On retrouve un fond fumé au nez, des baies noires, de la myrtille et un fin côté lacté. La bouche est ronde, assez veloutée, finement épicée, avec en particulier des notes de clou de girofle. Les tanins sont plus fins que les Serines, avec une épaisseur moins importante également. Peut être un peu simple en l'état,
TB mais selon moi, avantage net au Saint Joseph précédent.
Côte Rôtie, Lieu-dit Bonnivières, 2016:
Il s'agit d'un lieu-dit désormais individualisé, sur Ampuis, en haut de coteau, exposé Est, sur des micaschistes. L'élevage est de 18 mois. Remplace depuis 2 millésimes la cuvée Terres Sombres (qui était un assemblage de parcelles, mais dont l'essentiel provenait de ce parcellaire).
On a un fond fumé, et de la suie/âtre de cheminée au nez. La bouche est ample, ronde, gourmande, avec des tanins nombreux, mais gras. On a quelques marqueurs d'élevage, mais non ostentatoires, avec un fin lacté. On retrouve un côté épicé franc, sur la girofle et le poivre, complété par des baies rouges, de la groseille et des agrumes.
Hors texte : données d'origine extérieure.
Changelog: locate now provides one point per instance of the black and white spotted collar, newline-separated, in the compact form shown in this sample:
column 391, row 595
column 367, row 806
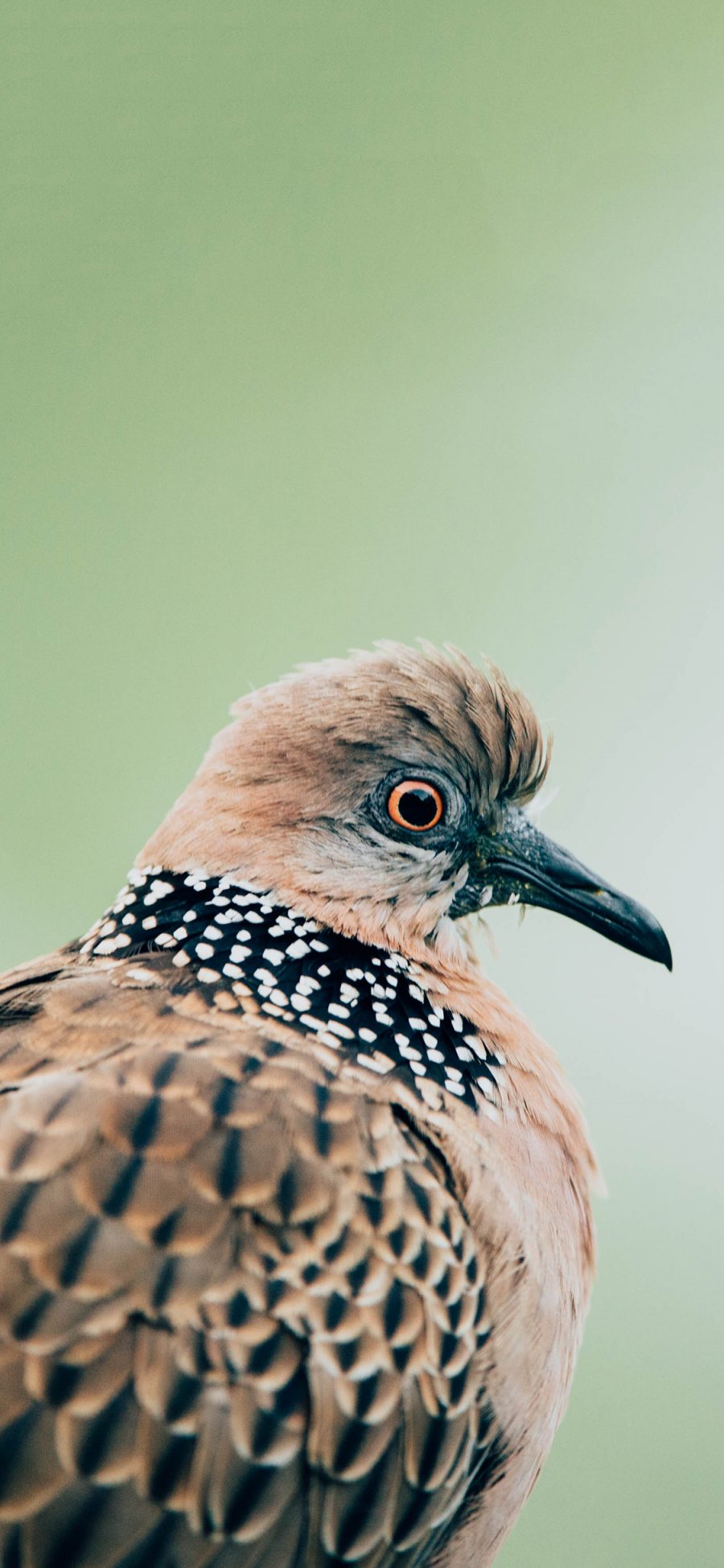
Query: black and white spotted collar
column 364, row 1001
L'ensemble est très enveloppant et long. Très beau niveau également.
E+
Au total, concernant les vins blancs: j'ai trouvé un millésime 2017, sur ces 2 échantillons, assez riche et expressif. Des vins charmeurs et gourmands, qui feront sens à l'apéritif, en particulier, voire sur quelques beaux poissons grillés pour le Saint Joseph. Assez démonstratifs, je les conseillerais à boire plutôt sur la jeunesse pour profiter de cet éclat et gourmandise.
Concernant le millésime 2016, en rouge, il est selon moi d'un grand intérêt. En effet, je le trouve plus fin mais également plus équilibré et moins massif que 2015, chose déjà entrevue lors du
marché aux vins d'Ampuis 2018
. La profondeur des vins est variable selon la cuvée, ce qui permet d'orienter clairement ces achats selon l'objectif souhaité: plaisir immédiat ou garde. Concernant la seconde option, ce qui est mon cas, les Serines et Bonnivières devraient pouvoir y répondre, sans l'ombre d'un doute.